All these replies should get you started as they are right on the money. Maybe to begin with.... as a starting color test,many times for Antiquing we use Raw Umber a Standard color . Hard for me to tell by the picture. Most of the Oil Glazeing Products are fine... B M Etc... or even to make your own... All you need is a tint to color the glaze to the correct hue... Artist Oils... Japan Paint... Even Cal Tint can work... Instead of buying a can of Japan Paint... Or Artist Oils.... Since you are a Painter you may have Cal Tints already.... Try raw Umber.. It depends of course on the amount of tint used to arrive at the exact desired value. if the raw Umber was correct... I would buy a tube of Artist Oils to tint my glaze... You really do not need too much stuff for this project.. 

We are very near San Francisco about 10 minutes away. We did the Symphony Hall out there in 1998 - 2000 -and in 2002.... 



Michael Tust


----------



## A+HomeWork

michael tust said:


> We are very near San Francisco about 10 minutes away. We did the Symphony Hall out there in 1998 - 2000 -and in 2002....
> 
> 
> 
> Michael Tust


I have been in that building upstairs and it is stunning. It's not something you would expect to see in a smaller OKLA. town.


----------



## A+HomeWork

fauxlynn said:


> I'm not sure what Michael uses, but the oil glaze I have used for years is Ben Moore Alkyd glaze. It can be mixed with tube oils, like Windsor Newton, that you can buy from an arts and crafts store. OR, if you want to color it with japan colors, I think the brand is called One Shot,I've only used them once, they were fine. The thing is, you have to thin the glaze with mineral spirits and add the colorant , and it should be the consistency of a slightly thick soup.
> 
> 
> As far as urethane, if you glaze with oil, it isn't necessary to urethane.With latex, though, there is always the possibility that it will come off depending on what cleaners they may use. I would not recommend anything shinier than flat, dull, matte, or a 50/50 mix of flat and satin. IMHO, anything shinier comes off looking like plastic.
> 
> I hope this was somewhat helpful, good luck.:thumbsup:


I picked-up Gem Glo oil glaze in RAW UMBER, BLACK, VANDYKE BROWN.

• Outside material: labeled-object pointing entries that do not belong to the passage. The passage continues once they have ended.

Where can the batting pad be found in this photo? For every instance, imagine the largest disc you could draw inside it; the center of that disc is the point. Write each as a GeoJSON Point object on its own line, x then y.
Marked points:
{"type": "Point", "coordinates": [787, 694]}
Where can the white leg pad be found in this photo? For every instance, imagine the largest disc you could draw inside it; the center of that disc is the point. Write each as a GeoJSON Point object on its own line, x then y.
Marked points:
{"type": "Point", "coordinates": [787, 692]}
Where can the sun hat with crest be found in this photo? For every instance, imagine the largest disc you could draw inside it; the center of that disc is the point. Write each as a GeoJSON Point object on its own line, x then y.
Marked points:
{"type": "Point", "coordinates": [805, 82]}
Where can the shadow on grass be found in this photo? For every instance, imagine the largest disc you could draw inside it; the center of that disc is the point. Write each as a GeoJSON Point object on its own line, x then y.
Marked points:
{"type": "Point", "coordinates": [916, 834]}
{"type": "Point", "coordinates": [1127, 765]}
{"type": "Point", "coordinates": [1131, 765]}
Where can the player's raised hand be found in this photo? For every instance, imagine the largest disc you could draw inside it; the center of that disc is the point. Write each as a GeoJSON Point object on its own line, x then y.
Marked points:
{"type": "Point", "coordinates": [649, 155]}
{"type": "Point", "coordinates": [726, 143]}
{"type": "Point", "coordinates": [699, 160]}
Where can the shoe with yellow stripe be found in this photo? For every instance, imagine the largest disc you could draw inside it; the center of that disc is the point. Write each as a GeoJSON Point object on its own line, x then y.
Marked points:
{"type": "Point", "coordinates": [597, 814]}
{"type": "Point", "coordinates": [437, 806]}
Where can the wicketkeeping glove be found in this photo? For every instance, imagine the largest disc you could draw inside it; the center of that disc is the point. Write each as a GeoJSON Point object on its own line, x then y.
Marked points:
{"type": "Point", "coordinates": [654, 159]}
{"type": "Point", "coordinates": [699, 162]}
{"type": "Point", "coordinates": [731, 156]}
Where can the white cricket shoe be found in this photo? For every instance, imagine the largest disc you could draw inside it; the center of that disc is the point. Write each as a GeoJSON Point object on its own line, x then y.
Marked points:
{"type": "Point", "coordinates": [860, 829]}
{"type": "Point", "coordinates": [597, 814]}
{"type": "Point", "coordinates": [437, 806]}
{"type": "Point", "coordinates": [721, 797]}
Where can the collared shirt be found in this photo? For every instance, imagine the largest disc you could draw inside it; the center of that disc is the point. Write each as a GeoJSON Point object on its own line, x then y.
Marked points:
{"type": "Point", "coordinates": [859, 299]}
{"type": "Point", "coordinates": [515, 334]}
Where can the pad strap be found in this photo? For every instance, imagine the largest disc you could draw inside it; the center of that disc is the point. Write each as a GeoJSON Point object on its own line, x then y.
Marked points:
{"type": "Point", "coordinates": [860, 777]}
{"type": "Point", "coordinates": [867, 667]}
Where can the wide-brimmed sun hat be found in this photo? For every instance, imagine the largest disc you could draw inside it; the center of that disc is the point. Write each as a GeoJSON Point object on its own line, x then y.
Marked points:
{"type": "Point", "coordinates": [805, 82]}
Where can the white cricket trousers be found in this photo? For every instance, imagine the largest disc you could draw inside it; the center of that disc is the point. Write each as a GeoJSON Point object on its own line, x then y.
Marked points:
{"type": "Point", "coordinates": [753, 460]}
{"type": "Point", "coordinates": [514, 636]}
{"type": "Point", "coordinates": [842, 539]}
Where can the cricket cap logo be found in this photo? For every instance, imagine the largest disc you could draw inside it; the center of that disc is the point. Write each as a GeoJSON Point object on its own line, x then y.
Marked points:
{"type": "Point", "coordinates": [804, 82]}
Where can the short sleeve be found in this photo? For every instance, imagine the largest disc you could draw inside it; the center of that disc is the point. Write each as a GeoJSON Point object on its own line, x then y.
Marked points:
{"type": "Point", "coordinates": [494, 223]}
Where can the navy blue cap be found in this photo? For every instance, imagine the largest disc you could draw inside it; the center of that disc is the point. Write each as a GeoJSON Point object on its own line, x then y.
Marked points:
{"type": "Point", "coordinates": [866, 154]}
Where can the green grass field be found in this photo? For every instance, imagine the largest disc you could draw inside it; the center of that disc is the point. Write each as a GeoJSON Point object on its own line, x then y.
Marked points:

I plan to wipe some scrap doors my friend gave me to see how it goes on and if that's going to be enough to get the customer's look. Hopefully so, so I won't have to fuss with trying to custom color a glaze.

It says it needs a clear coat or finish coat. Oil poly? Lacquer? Any waterbased product acceptable? Lynn, should I protective coat this project, especially in kitchen and baths?

PS-I really appreciate everyone's input and different methods. I'd gladly pay to be taught this, if any classes were available around here.


----------



## A+HomeWork

Roadog said:


> That pic must be in some magazine because I did the same look a couple months ago.


I just googled images trying to find what we are trying to accomplish, so it probably was in a magazine.


----------



## fauxlynn

I would poly it, I was just saying it didn't require it if it was oil. I like Coronado, but others are ok, Sikkens.. whatever.But yes, poly it. You can call me if you want I am not busy today.Sent you a pm


----------



## Cusingeorge

A+HomeWork said:


> I picked-up Gem Glo oil glaze in RAW UMBER, BLACK, VANDYKE BROWN.
> 
> I plan to wipe some scrap doors my friend gave me to see how it goes on and if that's going to be enough to get the customer's look. Hopefully so, so I won't have to fuss with trying to custom color a glaze.
> 
> It says it needs a clear coat or finish coat. Oil poly? Lacquer? Any waterbased product acceptable? Lynn, should I protective coat this project, especially in kitchen and baths?
> 
> PS-I really appreciate everyone's input and different methods. I'd gladly pay to be taught this, if any classes were available around here.


If you are still interested in some training, shoot me a PM and let's see what I can do for you.


----------



## ccpainting

have any pics of the project?


----------



## MikeCalifornia

I was googling some images of antiqued cabinets. Do some people like this look?

http://www.billrosserpainting.com/files/antiqued_cabinets2.jpg

I'm not degrading this companies work, just the look of them. They look like cabinets that have not been cleaned in 100 years, ever. I like the subtle glaze look or the multicolor wear through.


----------



## michael tust

MikeCalifornia said:


> I was googling some images of antiqued cabinets. Do some people like this look? http://www.billrosserpainting.com/files/antiqued_cabinets2.jpg I'm not degrading this companies work, just the look of them. They look like cabinets that have not been cleaned in 100 years, ever. I like the subtle glaze look or the multicolor wear through.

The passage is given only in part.